Analysis of microsomal metabolic stability using high-flow-rate extraction coupled to capillary liquid chromatography–mass spectrometry

A method is described for on-line high-speed extraction of microsomal samples and analysis by capillary liquid chromatography–mass spectrometry (LC–MS) for the determination of metabolic stability in connection with the development of positron emission tomography (PET) tracers. The method allowed direct injections of large sample volumes at a fast extraction rate, providing a gain in both sensitivity and sample preparation time. The calibration curve of the test compound flumazenil (Ro 15–1788) was linear in the concentration range of 1–150 nM, with a correlation coefficient exceeding 0.999. The accuracy of the method ranged from 98 to 101%. A high precision was obtained, with mean intra-assay and inter-assay relative standard deviations of at most 1.4 and 1.5%, respectively, for quality control (QC) samples.

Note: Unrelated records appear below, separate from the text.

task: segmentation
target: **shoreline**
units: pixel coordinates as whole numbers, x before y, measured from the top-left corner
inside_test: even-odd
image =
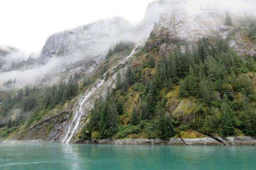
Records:
[[[43,139],[26,140],[3,140],[0,144],[35,144],[58,143],[56,141]],[[60,142],[60,143],[61,143]],[[201,146],[256,146],[256,139],[248,136],[230,136],[202,138],[174,137],[169,140],[161,139],[91,139],[76,140],[71,144],[107,144],[115,145],[201,145]]]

The extraction efficiency was determined to be 99.4%, the total recovery 96% and the carryover to ≤0.23%. Extractions were performed in a concentration interval of 30–3000 nM without any sign of column overload. The method was successfully used for determining the microsomal metabolic stability of flumazenil. As a result, the described analysis system is currently used for metabolic screening of PET tracer candidates in our laboratory.